Personal details
- Born: Gregory Abraham Fredericks 1953 or 1954 (age 70–71)
- Citizenship: South Africa
- Political party: African National Congress
- Alma mater: University of South Africa University of Manchester

= Greg Fredericks =

South African politician and sports administrator

Gregory Abraham Fredericks (born 1953 or 1954) is a South African sports administrator, civil servant, and politician. He represented the African National Congress in the National Assembly during the first democratic Parliament and was later the chief executive officer of the Gauteng Cricket Board from 2013 to 2019.

== Early life and education ==
Born in 1953 or 1954 in the Eastern Cape, Fredericks qualified as a teacher at Dower Training College and also studied at the University of South Africa. He completed his master's degree in education at the University of Manchester in 1992.

== Post-apartheid career ==
In the 1994 general election, Fredericks was elected to an ANC seat in the National Assembly, though he did not complete the full legislative term in his seat.

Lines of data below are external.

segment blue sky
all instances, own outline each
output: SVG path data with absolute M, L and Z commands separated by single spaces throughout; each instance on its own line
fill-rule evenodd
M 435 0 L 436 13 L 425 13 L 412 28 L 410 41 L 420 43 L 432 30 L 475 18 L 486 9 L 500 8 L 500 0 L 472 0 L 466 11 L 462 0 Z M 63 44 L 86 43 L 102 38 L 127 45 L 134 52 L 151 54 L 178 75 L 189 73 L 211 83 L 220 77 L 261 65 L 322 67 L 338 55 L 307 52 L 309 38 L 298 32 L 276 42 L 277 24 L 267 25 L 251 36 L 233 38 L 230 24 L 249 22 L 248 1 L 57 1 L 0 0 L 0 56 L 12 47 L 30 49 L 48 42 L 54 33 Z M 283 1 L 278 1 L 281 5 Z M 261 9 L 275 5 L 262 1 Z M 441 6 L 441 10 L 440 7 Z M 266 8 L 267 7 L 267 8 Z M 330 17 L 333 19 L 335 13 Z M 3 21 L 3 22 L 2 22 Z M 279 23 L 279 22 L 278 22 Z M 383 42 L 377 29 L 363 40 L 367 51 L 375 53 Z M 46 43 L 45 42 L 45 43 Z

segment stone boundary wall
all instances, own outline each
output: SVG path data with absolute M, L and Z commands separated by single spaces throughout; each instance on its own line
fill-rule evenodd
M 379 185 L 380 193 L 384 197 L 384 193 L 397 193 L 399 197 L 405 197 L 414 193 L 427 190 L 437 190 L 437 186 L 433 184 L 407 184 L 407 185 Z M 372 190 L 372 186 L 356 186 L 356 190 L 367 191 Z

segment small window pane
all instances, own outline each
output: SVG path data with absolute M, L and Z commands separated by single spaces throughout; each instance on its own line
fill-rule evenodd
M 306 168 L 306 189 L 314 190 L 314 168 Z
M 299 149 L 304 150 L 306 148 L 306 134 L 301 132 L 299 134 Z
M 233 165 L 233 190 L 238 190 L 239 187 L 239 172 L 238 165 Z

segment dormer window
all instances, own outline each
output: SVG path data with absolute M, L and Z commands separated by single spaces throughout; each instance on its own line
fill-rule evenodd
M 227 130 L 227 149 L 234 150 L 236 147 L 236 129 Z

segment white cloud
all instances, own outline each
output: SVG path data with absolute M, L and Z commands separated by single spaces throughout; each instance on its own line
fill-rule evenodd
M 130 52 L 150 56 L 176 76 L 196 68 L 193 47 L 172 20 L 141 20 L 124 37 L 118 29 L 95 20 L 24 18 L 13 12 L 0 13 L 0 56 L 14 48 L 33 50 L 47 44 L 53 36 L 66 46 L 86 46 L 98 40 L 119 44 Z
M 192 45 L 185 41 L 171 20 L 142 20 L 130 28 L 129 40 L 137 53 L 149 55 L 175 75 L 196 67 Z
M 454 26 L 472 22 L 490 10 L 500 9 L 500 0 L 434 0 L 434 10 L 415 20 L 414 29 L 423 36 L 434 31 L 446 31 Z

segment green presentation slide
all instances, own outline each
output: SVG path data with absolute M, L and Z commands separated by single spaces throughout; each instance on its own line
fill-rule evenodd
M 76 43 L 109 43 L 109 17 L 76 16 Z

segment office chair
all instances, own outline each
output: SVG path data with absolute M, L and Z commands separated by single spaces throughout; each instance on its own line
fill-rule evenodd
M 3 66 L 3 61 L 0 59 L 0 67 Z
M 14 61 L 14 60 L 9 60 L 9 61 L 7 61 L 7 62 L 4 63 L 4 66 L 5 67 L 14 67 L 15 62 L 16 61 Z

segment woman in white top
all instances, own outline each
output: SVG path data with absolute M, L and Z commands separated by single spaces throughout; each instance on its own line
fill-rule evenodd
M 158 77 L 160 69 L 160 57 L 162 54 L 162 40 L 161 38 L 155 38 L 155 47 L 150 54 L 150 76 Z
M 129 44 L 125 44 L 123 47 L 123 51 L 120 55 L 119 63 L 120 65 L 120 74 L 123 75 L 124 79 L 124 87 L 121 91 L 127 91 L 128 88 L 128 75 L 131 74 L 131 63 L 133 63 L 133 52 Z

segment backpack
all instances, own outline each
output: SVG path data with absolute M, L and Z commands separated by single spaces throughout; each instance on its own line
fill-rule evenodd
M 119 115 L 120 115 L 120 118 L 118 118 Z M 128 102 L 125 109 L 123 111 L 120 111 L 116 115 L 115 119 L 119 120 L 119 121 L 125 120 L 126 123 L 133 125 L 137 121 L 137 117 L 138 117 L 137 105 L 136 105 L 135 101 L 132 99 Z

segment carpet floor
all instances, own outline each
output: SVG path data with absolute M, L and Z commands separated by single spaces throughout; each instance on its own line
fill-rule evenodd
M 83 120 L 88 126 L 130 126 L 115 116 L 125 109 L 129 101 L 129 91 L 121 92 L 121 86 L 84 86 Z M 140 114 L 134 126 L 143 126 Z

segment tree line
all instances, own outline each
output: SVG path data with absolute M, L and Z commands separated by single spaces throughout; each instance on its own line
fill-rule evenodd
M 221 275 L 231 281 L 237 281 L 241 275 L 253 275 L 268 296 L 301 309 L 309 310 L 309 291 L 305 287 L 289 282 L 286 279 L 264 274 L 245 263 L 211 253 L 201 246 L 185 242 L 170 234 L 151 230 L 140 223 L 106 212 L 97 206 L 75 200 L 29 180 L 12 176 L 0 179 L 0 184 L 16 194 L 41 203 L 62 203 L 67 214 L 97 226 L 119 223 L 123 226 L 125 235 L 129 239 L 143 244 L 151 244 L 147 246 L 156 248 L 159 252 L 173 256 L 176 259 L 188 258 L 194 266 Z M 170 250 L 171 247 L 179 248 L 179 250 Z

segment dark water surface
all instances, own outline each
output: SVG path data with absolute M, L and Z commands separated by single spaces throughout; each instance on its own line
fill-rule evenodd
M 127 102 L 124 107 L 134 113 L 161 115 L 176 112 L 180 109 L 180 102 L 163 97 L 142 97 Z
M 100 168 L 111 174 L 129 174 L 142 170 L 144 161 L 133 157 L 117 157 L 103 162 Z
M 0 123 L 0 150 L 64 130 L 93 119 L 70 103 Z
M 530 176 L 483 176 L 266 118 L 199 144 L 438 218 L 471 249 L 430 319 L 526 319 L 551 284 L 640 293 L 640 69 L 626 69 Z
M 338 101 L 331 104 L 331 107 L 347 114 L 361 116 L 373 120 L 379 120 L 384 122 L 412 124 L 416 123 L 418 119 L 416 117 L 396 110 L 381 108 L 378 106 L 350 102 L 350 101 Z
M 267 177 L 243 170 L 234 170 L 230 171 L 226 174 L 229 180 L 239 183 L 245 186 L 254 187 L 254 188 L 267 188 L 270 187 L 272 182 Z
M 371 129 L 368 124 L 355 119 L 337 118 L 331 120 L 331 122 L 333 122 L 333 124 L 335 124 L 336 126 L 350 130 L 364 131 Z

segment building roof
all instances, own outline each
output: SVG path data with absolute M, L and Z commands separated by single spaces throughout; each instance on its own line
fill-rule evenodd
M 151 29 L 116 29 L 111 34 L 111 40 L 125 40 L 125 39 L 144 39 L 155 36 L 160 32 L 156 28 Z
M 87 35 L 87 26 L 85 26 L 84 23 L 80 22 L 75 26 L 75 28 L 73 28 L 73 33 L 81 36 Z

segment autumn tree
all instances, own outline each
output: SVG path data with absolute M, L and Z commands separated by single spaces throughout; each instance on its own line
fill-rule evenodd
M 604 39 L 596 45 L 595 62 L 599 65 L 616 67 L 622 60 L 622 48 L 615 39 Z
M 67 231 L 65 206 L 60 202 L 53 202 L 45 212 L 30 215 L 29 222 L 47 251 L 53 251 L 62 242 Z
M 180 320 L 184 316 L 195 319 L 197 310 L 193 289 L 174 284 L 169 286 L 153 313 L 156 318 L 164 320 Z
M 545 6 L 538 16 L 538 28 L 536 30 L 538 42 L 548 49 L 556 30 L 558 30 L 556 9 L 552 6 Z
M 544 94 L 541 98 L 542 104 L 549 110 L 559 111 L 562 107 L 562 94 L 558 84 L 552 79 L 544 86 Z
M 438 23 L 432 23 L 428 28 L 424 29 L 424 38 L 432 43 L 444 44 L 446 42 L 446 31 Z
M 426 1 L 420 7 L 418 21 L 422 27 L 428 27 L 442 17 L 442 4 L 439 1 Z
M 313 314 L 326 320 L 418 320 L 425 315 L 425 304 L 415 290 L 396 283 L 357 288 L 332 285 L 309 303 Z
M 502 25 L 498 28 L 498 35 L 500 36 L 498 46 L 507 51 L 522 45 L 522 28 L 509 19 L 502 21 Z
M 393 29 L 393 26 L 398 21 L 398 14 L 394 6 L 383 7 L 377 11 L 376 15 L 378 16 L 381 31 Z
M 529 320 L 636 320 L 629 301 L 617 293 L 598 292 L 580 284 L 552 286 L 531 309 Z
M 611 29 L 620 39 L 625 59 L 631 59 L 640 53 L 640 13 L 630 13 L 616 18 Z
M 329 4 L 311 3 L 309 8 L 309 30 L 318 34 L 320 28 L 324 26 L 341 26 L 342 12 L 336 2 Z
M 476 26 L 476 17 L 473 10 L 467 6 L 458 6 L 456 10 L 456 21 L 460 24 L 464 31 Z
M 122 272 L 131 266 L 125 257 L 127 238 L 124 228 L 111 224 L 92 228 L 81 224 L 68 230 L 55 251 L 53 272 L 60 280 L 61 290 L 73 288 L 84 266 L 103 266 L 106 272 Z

He later worked as a chief director in the Department of Education and Department of Sport and Recreation; in the latter capacity, he was appointed in 2002 to Sport Minister Ngconde Balfour's inter-ministerial committee on transformation in cricket. He was also involved in planning for the 2010 FIFA World Cup.

In October 2013, Fredericks succeeded Cassim Docrat as chief executive officer of the Gauteng Cricket Board, owner of the Lions. He held that position until October 2019, when he was succeeded by Jono Leaf-Wright.